No que se refere à vida intelectual, Tomás afirma a existência de uma ordo, de uma di-nâmica própria do conhecimento, daí que o Aquinate freqüentemente compare o sábio ao arquiteto. Certamente, essa ordo exige uma ordenação do próprio objeto de estudo: do mais fácil para o mais difícil; do riacho para o alto mar. Mas a aquisição do tesouro do saber exigirá também uma ordenação interior do sujeito que estuda. A essa ordo in-terius referem-se os conselhos do De modo studendi. Afinal, o conhecimento da realidade é, para Tomás, o objetivo da educação, e mais, a própria realização do homem.

SOBRE O MODO DE ESTUDAR

Tomás de Aquino

Já que me pediste, frei João - irmão, para mim, caríssimo em Cristo - que te indicasse o modo como se deve proceder para ir adquirindo o tesouro do conhecimento, devo dar-te a seguinte indicação: deves optar pelos riachos e não por entrar imediatamente no mar, pois o difícil deve ser atingido a partir do fácil. E, assim, eis o que te aconselho sobre como deve ser tua vida:

1. Exorto-te a ser tardo para falar e lento para ir ao locutório.

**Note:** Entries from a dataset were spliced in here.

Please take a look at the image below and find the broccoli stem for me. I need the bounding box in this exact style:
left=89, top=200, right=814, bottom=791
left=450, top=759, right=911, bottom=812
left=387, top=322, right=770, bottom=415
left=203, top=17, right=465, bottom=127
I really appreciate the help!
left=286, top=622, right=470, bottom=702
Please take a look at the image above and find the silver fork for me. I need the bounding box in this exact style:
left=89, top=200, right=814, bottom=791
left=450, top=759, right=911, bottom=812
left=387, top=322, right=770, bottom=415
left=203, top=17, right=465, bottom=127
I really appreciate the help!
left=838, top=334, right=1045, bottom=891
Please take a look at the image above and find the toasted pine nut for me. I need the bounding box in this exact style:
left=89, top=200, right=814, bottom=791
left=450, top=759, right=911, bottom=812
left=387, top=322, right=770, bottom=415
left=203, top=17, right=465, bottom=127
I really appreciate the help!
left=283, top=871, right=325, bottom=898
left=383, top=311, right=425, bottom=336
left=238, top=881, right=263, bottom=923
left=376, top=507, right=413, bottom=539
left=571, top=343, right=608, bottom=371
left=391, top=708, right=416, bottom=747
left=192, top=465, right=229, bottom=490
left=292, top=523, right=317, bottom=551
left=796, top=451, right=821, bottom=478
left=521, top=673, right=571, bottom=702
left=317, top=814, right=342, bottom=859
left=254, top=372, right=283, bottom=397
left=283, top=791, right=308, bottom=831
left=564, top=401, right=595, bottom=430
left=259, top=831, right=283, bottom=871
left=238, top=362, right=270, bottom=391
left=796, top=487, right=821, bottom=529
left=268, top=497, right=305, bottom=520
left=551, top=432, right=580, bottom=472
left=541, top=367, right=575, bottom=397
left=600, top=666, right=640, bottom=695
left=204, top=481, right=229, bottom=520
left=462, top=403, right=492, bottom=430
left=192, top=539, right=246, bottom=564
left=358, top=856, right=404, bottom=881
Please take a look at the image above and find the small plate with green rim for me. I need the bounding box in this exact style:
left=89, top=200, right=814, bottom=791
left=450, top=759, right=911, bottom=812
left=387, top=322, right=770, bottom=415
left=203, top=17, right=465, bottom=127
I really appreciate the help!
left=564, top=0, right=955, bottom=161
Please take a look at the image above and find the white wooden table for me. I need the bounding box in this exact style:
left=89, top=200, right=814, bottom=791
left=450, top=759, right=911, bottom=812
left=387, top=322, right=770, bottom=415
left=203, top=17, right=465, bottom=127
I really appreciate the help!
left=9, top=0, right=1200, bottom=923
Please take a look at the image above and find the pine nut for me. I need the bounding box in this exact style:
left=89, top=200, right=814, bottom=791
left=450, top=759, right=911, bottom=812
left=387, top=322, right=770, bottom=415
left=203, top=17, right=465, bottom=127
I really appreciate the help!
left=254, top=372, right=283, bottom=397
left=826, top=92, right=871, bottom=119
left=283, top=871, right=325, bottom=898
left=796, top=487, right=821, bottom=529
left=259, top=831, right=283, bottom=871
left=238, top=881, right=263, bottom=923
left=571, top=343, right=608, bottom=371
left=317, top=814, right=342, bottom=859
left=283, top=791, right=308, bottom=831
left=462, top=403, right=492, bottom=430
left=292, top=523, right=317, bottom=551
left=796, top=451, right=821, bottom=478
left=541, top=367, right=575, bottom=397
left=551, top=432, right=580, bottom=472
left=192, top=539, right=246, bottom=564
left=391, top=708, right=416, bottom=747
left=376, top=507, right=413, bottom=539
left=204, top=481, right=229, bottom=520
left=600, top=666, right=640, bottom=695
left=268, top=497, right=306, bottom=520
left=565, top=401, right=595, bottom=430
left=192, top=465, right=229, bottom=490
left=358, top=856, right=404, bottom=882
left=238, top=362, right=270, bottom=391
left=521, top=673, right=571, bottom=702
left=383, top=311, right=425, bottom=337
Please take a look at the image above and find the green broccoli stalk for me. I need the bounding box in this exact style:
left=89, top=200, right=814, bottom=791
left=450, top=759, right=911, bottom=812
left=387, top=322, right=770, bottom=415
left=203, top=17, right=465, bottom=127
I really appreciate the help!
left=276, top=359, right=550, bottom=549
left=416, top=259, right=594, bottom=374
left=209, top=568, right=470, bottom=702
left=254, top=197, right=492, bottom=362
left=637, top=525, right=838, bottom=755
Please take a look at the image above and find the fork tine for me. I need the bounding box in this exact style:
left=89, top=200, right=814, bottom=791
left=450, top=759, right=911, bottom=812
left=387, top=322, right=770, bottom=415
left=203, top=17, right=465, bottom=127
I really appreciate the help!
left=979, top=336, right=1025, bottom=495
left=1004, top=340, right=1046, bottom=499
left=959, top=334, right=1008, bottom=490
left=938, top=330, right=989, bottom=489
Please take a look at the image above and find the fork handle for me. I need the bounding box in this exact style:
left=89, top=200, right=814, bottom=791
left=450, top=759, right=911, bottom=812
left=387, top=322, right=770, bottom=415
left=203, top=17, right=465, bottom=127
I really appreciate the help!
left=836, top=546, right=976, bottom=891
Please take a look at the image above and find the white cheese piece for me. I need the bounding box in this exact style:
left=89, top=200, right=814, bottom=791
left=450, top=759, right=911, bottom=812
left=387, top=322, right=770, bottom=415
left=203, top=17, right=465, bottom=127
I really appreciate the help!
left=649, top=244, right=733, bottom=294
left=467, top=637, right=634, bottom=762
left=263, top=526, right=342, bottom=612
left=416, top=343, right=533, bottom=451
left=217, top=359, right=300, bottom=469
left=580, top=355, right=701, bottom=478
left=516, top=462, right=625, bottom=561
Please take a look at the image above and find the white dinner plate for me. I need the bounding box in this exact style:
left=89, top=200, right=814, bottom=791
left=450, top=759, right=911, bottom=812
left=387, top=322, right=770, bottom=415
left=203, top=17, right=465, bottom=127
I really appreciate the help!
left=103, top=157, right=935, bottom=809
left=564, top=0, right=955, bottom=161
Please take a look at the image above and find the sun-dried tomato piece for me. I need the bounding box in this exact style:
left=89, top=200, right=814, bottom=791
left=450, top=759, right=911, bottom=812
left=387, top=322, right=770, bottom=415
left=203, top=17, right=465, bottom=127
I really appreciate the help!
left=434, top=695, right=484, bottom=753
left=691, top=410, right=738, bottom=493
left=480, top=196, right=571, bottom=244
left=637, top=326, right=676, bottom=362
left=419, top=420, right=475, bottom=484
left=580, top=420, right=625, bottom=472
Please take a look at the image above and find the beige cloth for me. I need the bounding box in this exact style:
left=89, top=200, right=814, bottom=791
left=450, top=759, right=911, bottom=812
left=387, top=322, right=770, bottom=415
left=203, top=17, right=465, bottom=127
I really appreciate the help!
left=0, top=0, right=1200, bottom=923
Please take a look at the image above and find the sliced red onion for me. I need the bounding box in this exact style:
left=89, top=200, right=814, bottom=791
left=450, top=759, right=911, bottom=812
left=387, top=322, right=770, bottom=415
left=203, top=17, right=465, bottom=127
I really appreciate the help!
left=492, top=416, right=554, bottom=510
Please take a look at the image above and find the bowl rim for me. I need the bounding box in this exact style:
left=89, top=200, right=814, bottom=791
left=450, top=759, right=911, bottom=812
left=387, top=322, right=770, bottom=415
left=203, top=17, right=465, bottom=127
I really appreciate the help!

2. Abraça a pureza de consciência.

3. Não deixes de aplicar-te à oração.

4. Ama freqüentar tua cela, se queres ser conduzido à adega do vinho da sabedoria.

5. Mostra-te amável com todos, ou, pelo menos, esforça-te nesse sentido; mas, com nin-guém permitas excesso de familiaridades, pois a excessiva familiaridade produz o desprezo e suscita ocasiões de atraso no estudo.

6. Não te metas em questões e ditos mundanos.

7. Evita, sobretudo, a dispersão intelectual.

8. Não descuides do seguimento do exemplo dos homens santos e honrados.

9. Não atentes a quem disse, mas ao que é dito com razão e isto, confia-o à memória.

10. Faz por entender o que lês e por certificar-te do que for duvidoso.

11. Esforça-te por abastecer o depósito de tua mente, como quem anseia por encher o máximo possível um cântaro.

12. Não busques o que está acima de teu alcance.

13. Segue as pegadas daquele santo Domingos que, enquanto teve vida, produziu folhas, flores e frutos na vinha do Senhor dos exércitos.

Se seguires estes conselhos, poderás atingir o que queres.